Entstehungsgeschichte der Evangeliumskirche

Nach dem 2. Weltkrieg begann durch die Flüchtlingsströme eine explosionsartige Entwicklung der Bevölkerung im Münchner Norden. So liegen die Anfänge der Evangeliumskirche Hasenbergl im einstigen Lager Frauenholz. Dort hatte die evangelische Kirche bereits in den 50er Jahren unter Pfarrer Heinz Kormann mit Seelsorge begonnen, als am 25. Mai 1960 der damalige Oberbürgermeister Münchens, Dr. Hans-Jochen Vogel, den Grundstein für die neue Siedlung am Hasenbergl legte.
Bei einem solch großen Vorhaben war auch die evangelische Kirche um ihren Beitrag gefragt. Der zuständige Pfarrer der Versöhnungskirche Harthof, Otto Steiner, wurde sofort aktiv. Die sozialen Probleme unter den Neuzugezogenen waren offensichtlich. Nicht nur materielle Hilfe war gefragt, auch eine geistliche Heimat musste geschaffen werden.
Am 21. Januar 1962 konnte der Grundstein für die Evangeliumskirche gelegt werden. Die Pläne für die in nur acht Monaten Gesamtbauzeit fertiggestellte Evangeliumskirche am Stanigplatz, an deren Innenausstattung sich eine Reihe namhafter Künstler beteiligte, stammten von den auch an der Bebauungsplanung der Siedlung am Hasenbergl beteiligten Architekten Helmut von Werz und Johann Christoph Ottow.
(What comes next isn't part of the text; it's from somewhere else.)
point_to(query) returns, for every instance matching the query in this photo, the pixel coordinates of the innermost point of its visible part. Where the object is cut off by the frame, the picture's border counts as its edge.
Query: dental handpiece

Zur weitläufigen Anlage gehören die 500 Sitzplätze fassende Kirche, Pfarramt und das Prodekanat, Pfarrwohnungen sowie das „Grüß-Gott-Haus" mit angebauten Jugendräumen.
  Das Kirchenschiff ist 35m lang und 15m breit. Von außen sieht der Besucher zunächst den großen, roten Backsteinbau mit Stahlbetonskelett. Die Kirchenfenster im Chorraum sind 12 Meter hoch. Das Raumprogramm umkreist die heilige Zahl 7. Der Altar mit einem siebenarmigen schmiedeeisernen Leuchter und die visionäre Christusgestalt mit 7 Feuerflammen und 7 Sternen erinnern an die Offenbarung des Johannes. An den Seitenwänden hängen Wandteppiche mit den 7 Werken der Barmherzigkeit (Matthäus 25), an der Empore werden die 7 Schöpfungstage abgebildet.
Ein großes Ereignis für die Bewohner der Siedlung am Hasenbergl war am 30. August 1962 die Montage des Turmkreuzes. Es wurde von einem Hubschrauber der Heeresfliegerschule Schleißheim auf den 37m hohen Kirchturm gebracht. Die Montage des sieben Zentner schweren und sieben Meter hohen Kreuzes erregte sogar das Interesse des Fernsehens.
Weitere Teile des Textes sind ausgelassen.